Christopher couldn’t help but laugh, and he climbed down from the coach alongside him. Ahead of them lay Bath’s hall, where many ladies would be gathering that night for dancing.
Around them, other soldiers were making their way towards it, as well as gentlemen dressed in the latest fashions and older men escorting their daughters.
“It’s a fine night for it,” Jasper
said cheerfully, taking a deep breath of the clear air. It was neither too warm nor too cold, and Christopher found that he had to agree.
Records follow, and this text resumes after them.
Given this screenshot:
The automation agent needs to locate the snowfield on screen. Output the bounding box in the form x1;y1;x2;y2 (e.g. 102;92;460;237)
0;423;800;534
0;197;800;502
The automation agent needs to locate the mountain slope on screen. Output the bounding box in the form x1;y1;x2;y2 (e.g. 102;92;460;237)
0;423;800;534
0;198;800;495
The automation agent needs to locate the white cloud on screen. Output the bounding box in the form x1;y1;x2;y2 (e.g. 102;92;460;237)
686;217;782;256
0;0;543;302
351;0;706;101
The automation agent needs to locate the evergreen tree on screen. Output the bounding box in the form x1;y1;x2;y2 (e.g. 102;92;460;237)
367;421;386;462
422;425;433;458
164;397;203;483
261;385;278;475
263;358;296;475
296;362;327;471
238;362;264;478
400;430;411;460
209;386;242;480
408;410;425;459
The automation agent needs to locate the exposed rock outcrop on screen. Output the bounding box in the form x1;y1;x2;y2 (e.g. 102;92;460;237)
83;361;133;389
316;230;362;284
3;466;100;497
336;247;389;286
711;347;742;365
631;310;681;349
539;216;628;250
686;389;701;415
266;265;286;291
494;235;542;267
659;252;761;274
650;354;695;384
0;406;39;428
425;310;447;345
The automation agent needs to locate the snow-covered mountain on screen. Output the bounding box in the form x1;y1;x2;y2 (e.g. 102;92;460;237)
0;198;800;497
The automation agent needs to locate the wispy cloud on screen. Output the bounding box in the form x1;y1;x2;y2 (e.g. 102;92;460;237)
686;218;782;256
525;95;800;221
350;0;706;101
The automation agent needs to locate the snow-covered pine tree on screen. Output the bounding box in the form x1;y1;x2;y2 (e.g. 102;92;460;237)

They headed inside, and were met with a burst of noise from the musicians at the far end of the hall. Already, several young couples were dancing on the floor, while around the corners of the room men and women sipped at drinks or sat to talk.
“Here we are,” Jasper said, pulling him over to a table from which they could pick a drink of their own. “Come, now. Here’s to having a good time.”
“To having a good time,” Christopher said, echoing his friend’s toast as they took their first drink.